Official Code for the 1st Place Solution of ICCV CLVL 2023 AVDN Challenge.
The corresponding technical report is Target-Grounded Graph-Aware Transformer for Aerial Vision-and-Dialog Navigation.
You can check the specific details of the AVDN competition on the official website, and the leaderboard results can be viewed at evalai.
This report details the method of the winning entry of the AVDN Challenge in ICCV CLVL 2023. The competition addresses the Aerial Navigation from Dialog History (ANDH) task, which requires a drone agent to associate dialog history with aerial observations to reach the destination. For better cross-modal grounding abilities of the drone agent, we propose a Target-Grounded Graph-Aware Transformer (TG-GAT) framework. Concretely, TG-GAT first leverages a graph-aware transformer to capture spatiotemporal dependency, which benefits navigation state tracking and robust action planning. In addition, an auxiliary visual grounding task is devised to boost the agent’s awareness of referred landmarks. Moreover, a hybrid augmentation strategy based on large language models is utilized to mitigate data scarcity limitations. Our TG-GA framework won the AVDN Challenge, with 2.2% and 3.0% absolute improvements over the baseline on SPL and SR metrics, respectively.

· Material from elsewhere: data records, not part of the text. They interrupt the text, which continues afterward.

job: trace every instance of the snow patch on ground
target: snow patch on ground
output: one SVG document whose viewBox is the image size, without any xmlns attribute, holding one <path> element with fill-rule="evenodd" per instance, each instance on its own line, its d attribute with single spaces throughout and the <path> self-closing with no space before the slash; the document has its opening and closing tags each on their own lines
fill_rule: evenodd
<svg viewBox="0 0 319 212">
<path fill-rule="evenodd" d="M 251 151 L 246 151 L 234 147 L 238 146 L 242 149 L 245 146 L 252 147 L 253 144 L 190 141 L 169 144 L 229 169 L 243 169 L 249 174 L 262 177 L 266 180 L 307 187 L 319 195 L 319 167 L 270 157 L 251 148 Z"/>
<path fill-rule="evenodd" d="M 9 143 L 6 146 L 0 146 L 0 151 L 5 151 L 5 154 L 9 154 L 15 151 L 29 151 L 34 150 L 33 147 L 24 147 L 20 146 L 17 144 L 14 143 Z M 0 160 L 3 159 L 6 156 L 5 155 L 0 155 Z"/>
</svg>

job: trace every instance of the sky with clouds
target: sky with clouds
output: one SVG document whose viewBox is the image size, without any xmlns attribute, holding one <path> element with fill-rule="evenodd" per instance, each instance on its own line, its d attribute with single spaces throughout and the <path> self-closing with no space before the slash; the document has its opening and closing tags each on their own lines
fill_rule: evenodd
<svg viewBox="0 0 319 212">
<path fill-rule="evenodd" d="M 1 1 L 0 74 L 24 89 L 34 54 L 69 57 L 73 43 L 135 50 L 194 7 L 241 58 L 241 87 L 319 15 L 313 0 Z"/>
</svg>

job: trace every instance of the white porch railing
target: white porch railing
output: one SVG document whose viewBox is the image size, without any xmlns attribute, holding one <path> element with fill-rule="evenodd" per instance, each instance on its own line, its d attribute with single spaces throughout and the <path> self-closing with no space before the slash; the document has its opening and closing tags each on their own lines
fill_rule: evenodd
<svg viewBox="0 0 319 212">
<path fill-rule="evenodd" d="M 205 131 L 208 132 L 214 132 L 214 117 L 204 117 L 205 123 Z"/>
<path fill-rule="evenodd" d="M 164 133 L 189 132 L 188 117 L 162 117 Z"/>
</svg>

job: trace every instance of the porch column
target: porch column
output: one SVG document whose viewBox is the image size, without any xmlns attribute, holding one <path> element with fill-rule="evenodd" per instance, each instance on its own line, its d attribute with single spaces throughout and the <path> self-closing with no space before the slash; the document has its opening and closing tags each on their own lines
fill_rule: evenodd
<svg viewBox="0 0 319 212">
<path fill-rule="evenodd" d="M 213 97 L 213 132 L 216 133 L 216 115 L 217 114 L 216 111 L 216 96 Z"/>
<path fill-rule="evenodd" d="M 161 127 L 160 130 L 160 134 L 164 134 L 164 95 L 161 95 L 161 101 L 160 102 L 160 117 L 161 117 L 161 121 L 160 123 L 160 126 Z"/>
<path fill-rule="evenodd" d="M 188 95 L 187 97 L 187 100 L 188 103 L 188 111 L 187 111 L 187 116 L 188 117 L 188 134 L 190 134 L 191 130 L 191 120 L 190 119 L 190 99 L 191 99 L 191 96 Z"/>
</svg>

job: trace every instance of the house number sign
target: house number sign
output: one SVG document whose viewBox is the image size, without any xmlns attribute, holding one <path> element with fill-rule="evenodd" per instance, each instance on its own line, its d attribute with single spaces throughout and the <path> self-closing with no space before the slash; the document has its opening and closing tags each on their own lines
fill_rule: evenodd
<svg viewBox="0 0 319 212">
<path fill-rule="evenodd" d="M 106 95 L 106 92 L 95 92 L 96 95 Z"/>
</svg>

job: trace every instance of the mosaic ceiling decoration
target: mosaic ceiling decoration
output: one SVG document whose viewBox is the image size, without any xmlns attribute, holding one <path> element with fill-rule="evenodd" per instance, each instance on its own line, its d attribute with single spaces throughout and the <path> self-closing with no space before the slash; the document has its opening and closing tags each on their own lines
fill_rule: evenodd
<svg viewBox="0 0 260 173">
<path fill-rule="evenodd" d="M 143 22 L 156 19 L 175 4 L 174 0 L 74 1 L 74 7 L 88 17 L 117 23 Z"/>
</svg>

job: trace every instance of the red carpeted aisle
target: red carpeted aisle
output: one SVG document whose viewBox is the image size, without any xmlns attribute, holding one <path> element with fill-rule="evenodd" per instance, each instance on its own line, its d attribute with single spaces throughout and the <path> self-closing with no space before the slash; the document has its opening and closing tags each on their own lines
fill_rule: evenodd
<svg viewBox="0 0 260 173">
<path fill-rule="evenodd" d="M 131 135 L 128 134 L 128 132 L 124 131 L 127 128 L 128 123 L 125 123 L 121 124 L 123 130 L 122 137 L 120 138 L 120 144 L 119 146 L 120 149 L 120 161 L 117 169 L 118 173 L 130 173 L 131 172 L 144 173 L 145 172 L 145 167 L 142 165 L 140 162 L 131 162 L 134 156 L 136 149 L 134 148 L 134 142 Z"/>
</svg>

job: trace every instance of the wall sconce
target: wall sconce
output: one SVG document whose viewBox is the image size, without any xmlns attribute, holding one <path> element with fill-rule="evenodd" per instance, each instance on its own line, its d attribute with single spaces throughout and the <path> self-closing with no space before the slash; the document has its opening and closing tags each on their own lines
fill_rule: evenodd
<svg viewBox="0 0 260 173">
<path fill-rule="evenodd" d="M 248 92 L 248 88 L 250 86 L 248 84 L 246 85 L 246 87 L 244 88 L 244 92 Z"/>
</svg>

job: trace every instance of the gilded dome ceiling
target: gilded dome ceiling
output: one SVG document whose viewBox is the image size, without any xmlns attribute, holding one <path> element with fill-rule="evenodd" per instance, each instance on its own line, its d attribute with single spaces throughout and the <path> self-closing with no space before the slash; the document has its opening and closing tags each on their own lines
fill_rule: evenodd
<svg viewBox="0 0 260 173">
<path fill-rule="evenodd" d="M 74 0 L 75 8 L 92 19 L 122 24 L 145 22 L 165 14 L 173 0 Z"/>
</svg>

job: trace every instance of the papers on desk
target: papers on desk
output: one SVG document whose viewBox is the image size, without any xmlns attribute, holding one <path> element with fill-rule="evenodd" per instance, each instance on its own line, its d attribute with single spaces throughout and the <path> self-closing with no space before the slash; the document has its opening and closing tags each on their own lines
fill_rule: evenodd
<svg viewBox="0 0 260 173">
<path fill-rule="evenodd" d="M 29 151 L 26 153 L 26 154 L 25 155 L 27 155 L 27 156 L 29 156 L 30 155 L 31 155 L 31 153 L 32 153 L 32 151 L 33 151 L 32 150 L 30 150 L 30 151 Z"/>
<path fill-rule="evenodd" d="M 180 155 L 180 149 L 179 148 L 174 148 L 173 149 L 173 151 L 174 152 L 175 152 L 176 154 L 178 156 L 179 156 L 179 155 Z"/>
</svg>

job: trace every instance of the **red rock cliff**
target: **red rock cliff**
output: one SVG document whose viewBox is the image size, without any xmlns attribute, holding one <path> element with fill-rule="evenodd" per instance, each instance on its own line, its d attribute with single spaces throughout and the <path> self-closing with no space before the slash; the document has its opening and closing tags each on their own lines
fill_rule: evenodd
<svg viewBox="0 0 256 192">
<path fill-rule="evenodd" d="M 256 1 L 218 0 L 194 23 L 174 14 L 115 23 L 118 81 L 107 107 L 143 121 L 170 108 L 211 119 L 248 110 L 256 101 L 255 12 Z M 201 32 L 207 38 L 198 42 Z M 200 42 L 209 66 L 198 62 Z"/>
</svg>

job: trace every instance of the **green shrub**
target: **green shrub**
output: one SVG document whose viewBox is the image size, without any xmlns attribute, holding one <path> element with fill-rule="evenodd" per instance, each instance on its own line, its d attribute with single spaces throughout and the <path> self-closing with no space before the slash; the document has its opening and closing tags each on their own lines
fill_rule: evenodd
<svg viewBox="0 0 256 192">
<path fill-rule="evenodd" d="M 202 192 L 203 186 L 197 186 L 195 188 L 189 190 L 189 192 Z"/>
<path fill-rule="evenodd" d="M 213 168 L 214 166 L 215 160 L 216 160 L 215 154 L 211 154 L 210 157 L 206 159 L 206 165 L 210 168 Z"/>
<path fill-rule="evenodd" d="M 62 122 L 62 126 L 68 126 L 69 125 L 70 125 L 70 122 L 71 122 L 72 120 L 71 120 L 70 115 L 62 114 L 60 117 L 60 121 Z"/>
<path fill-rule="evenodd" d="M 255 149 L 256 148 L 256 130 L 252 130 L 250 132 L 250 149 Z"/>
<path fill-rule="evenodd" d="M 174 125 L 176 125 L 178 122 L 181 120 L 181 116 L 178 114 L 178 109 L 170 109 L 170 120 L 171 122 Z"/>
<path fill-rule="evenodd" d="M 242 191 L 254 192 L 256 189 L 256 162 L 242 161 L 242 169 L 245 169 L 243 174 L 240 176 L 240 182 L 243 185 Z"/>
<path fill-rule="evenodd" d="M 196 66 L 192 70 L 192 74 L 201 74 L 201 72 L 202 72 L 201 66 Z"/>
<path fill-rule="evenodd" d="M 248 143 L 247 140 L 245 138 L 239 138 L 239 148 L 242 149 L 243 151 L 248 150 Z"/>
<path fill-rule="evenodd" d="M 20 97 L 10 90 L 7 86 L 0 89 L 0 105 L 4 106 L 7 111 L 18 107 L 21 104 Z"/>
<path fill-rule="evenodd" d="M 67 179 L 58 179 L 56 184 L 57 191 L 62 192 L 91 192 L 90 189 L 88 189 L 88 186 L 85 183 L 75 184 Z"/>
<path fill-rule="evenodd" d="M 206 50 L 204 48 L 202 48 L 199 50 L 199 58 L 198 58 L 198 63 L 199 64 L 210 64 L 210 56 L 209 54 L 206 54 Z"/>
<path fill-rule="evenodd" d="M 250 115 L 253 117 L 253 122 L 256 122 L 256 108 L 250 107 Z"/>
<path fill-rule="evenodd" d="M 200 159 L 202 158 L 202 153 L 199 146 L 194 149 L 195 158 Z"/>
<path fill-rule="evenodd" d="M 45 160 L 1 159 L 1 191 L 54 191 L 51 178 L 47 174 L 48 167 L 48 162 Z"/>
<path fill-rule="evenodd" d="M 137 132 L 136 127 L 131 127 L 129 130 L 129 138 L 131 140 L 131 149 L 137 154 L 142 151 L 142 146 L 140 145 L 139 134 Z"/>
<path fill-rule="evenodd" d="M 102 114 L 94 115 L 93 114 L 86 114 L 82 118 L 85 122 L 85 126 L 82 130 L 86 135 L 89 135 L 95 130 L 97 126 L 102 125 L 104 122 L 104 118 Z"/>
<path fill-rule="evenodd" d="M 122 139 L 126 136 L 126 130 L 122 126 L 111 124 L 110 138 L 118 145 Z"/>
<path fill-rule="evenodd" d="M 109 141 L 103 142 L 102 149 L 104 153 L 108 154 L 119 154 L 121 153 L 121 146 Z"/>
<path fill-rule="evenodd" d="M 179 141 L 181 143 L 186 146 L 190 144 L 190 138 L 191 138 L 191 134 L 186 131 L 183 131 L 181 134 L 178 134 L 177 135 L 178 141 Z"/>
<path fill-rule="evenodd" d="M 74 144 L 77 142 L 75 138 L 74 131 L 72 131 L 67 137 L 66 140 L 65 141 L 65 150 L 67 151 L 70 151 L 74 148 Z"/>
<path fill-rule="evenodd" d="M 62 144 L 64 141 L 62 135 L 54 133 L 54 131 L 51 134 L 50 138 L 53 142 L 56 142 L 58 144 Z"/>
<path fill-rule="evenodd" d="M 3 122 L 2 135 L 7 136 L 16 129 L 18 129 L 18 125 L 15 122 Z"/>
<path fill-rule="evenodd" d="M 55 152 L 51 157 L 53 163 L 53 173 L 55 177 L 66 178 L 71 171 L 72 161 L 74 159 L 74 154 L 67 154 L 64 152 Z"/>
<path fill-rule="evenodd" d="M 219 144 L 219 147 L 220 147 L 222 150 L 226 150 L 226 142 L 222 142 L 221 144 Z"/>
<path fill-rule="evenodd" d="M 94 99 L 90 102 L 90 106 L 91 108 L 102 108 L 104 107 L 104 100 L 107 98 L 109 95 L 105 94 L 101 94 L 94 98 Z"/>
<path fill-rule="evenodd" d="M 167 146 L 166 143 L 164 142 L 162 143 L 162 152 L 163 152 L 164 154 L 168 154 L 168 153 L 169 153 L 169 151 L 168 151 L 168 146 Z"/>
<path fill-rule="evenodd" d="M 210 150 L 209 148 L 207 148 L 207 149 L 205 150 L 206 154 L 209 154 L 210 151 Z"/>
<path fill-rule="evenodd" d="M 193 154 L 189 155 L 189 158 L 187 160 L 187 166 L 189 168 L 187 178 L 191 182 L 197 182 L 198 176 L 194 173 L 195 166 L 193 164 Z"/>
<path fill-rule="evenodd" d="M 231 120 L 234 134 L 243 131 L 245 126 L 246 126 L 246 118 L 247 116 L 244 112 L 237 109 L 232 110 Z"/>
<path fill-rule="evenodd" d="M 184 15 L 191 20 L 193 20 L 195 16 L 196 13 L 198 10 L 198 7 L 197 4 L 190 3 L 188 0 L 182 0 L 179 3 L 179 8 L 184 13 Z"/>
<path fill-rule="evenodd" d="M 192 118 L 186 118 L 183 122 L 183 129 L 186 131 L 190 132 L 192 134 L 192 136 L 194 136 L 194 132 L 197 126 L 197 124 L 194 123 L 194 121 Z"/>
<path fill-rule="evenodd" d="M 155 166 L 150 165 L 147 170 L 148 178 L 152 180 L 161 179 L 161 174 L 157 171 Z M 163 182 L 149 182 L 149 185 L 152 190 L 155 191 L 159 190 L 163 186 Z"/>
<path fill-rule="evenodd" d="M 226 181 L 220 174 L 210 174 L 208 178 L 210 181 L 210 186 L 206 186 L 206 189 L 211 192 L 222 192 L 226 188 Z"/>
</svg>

For AVDN task, we recommend referring to the original AVDN paper for more detailed information.
- LLM-augmented instruction data;
- Code with support for multi-GPU training;
- Trained logs;
- Trained models;
We utilized the same environment as the AVDN baseline.
pip install torch==1.11.0+cu113 -f https://download.pytorch.org/whl/torch_stable.html
pip install torchvision==0.12.0+cu113 -f https://download.pytorch.org/whl/torch_stable.html
pip install -r requirements.txt
- Please download the xView dataset from https://challenge.xviewdataset.org/data-download.
- Please download the ANDH dataset from https://sites.google.com/view/aerial-vision-and-dialog/home.
- Please download the converted xView-pretrained Yolov5x backbone weight from here. Or you can obtain the complete weights from https://huggingface.co/deprem-ml/Binafarktespit-yolo5x-v1-xview and personally load them into the network.
- Please download our LLM-augmented instructions dataset using Vicuna-33b from here. Alternatively, you can use FastChat to personally enhance training instructions.
After downloading the aforementioned data, please organize the entire project according to the following structure:
project_root/
├── datasets/
│ ├── AVDN/
│ │ ├── annotations(ANDH dataset here)
│ │ ├── pretrain_weights(pretrained weights here)
│ │ ├── train_iamges(xView images here)
│ │ │── ...
│
├── readme_imgs/
│ ├── ...
│
├── src/
│ ├── prj_1/
│ │ ├── ...
│ │
│ ├── prj_2/
│ │ ├── ...
│
├── README.md
├── requirements.txt
We present training logs corresponding to the 4 models under the 'src' directory in our implementation.
Model | SPL | SR | GP | logs |
---|---|---|---|---|
imga | 16.9 | 20.2 | 51.9 | logs.txt |
imga+langa | 18.2 | 20.9 | 58.2 | logs.txt |
imga+mhca+gr+roberta+yolov5x | 18.8 | 23.3 | 54.3 | logs.txt |
img+mhca+gr+roberta+yolov5x+gat | 18.4 | 22.6 | 58.1 | logs.txt |
To train and validate the model, you need to navigate to the specific model directory within the 'src' folder. Taking the 'et_imga' model as an example, you can run the following command for running.
cd src/0_et_imga
bash train.sh
We thank the developers of AVDN and DUET for their public code release.